Relativity of Theories

I don’t know how many readers of this blog check in at The Corner, but one of the regular features there is the Derbyshire vs. the Papists melee. Over the last couple of days, another one of these broke out over the Pope’s comments about relativism. If you’re interested in following this sort of thing, see here and here and here and here and here and here and here and here and here and here. The latest entry is from our own Jim Manzi here and I think the whole business started with this piece on NRO from David Klinghoffer.

This is a bit of a hobby-horse of mine, but I’m only going to ride it briefly now. So:

1. Nothing about the assertion that religion is a psycho-social phenomenon as opposed to something with scientific truth value (that’s what I take to be Derb’s position) implies anything about whether or not there is some kind of universal moral law. I know Derb doubts the existence of God or the gods; I know, as well, that he finds human consciousness to be deeply mysterious, though he doubts this mystery has any religious implications; but I don’t know whether he thinks there’s some sort of universal moral law accessible through reason.

2. Nothing about the denial that there is a universal moral law implies that societies have no ethics. A moral law would presumably exist without a society. An ethic cannot. If there are ethics but not morals, but if the ethics of human societies are meaningfully constrained by human nature, then there may be a natural foundation for much of what we want, socially, from a universal moral law. This is, in fact, what the evolutionary psychologists are trying to argue. They may or may not be wrong on either the science or the philosophy – but that’s what they are up to. It seems to me that if Derb is going to be attacked for not engaging with the specifics of Catholic history and theology (indeed, for dismissing both cavalierly) then Klinghoffer among others deserve similar derision for not engaging with the quite serious arguments about ethics coming from the evol-psych crowd.

3. Regardless of the above, I’m not sure that Jim’s question is a telling one, because it’s just not obvious to me that philosophy has those kinds of consequences. I’m not convinced that anyone becomes a psychopath because of lack of faith, and while I would suspect that some forms of psychopathy go together with a lack of awareness of the reality of other minds, I’m not convinced that there’s a therapy for this condition, and I’m quite convinced that philosophy is not part of that therapy. Indeed, I think his question is backwards: the question is not why, if there is no moral law, we don’t all go on killing sprees. The question is: why, if there is no moral law, and if we know that Joe is biologically disposed to go on killing sprees, we don’t just kill Joe and avoid having to deal with the trouble he’s likely to pose for us down the road. That is where, I think, the Nazi analogies have some force – and where, I think, those who want to construct an entirely contingent (or relativist) set of ethics have some work to do. But, by the same token, there are a few other ideas – nationalism and militarism come to mind – that are probably more readily and directly implicated in the Nazi experiment than Darwin.

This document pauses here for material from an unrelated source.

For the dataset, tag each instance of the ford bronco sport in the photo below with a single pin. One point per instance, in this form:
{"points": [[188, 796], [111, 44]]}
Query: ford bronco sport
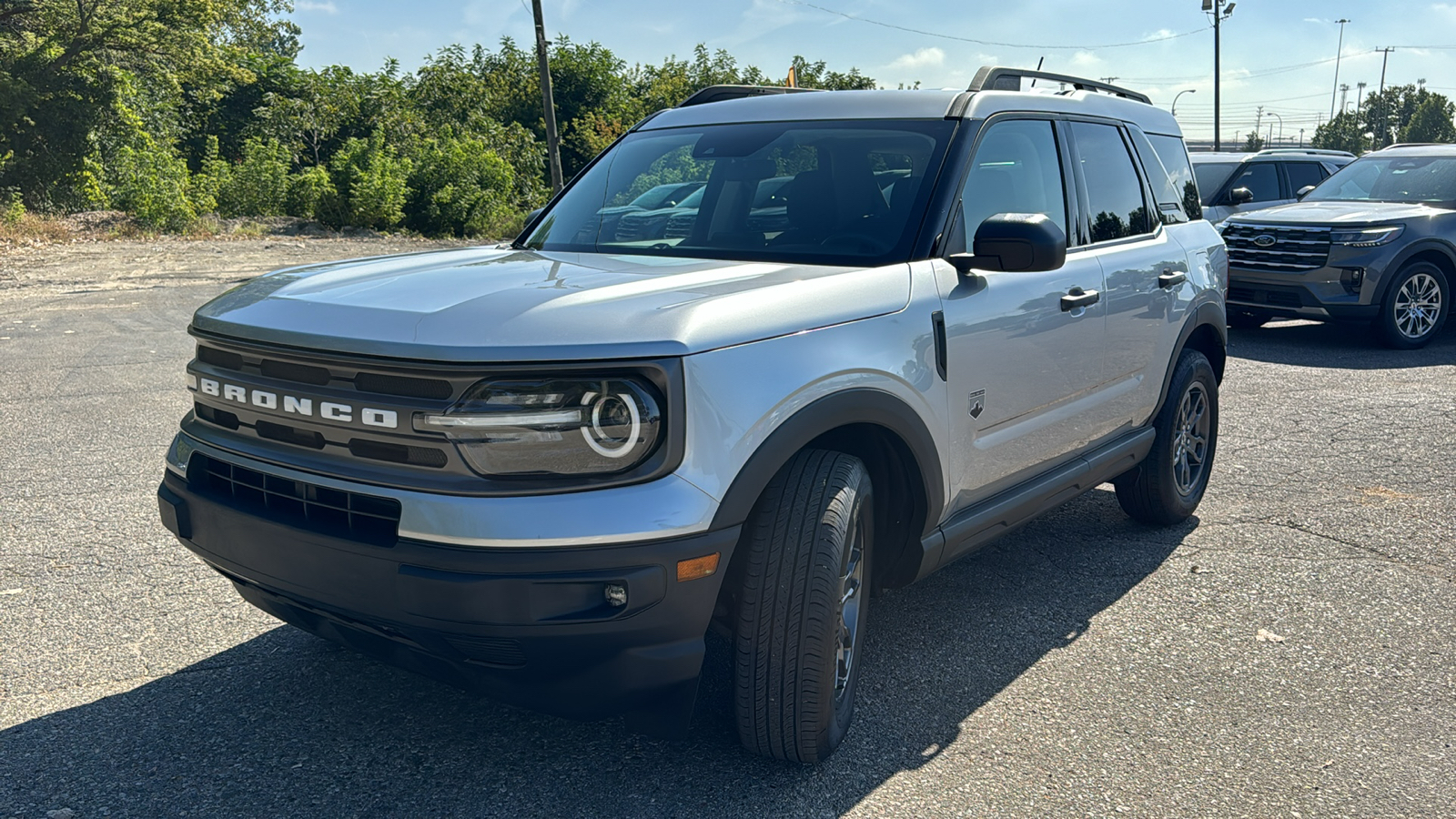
{"points": [[546, 470]]}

4. I continue to believe that both sides of the Darwin vs. Christianity battle are missing the most telling point. We should all agree that religious dogma has no bearing on the truth or falsity of a scientific theory. Heliocentrism is true; geocentrism is false. There is an enormous weight of evidence behind the theory of evolution by natural selection. There is going to be more and more evidence behind new theories about the workings of the human mind, and the interactions of the human genome and human personality. All religion can do is react to these discoveries and, as part of that reaction, caution us about drawing unwarranted conclusions (political, moral, what-have-you) from the evidence. But I don’t think that’s the end of the story, because I think science does have implications for the persuasiveness of specific religious doctrines, simply as a psychological matter. And I think evolution through natural selection is extremely uncongenial to the central Christian story about the nature of sin and evil in the world. Why? Because the Christian story has the entry of strife into the world come about as the result of human sin, whereas the core idea behind evolution by natural selection is that our existence – and the consciousness and ability to sin that comes with it – is a product of strife. Put bluntly: natural selection is not the mechanism that the Christian deity would use to create man in His image. Or, if it is, I’d like to see the explanation. I think that natural selection poses similar but less-acute problems for Judaism and Islam; it poses the fewest problems, I suspect, for Hinduism. Again: I’m not speaking of science refuting religion. I’m speaking of scientific results making certain core religious claims less persuasive. That should have implication for religious affiliation of the small group of people who have truly understood the scientific theories in question – which, in turn, will probably have some social implications. And those social implications should be of general interest, independent of the validity of either the science or the religion.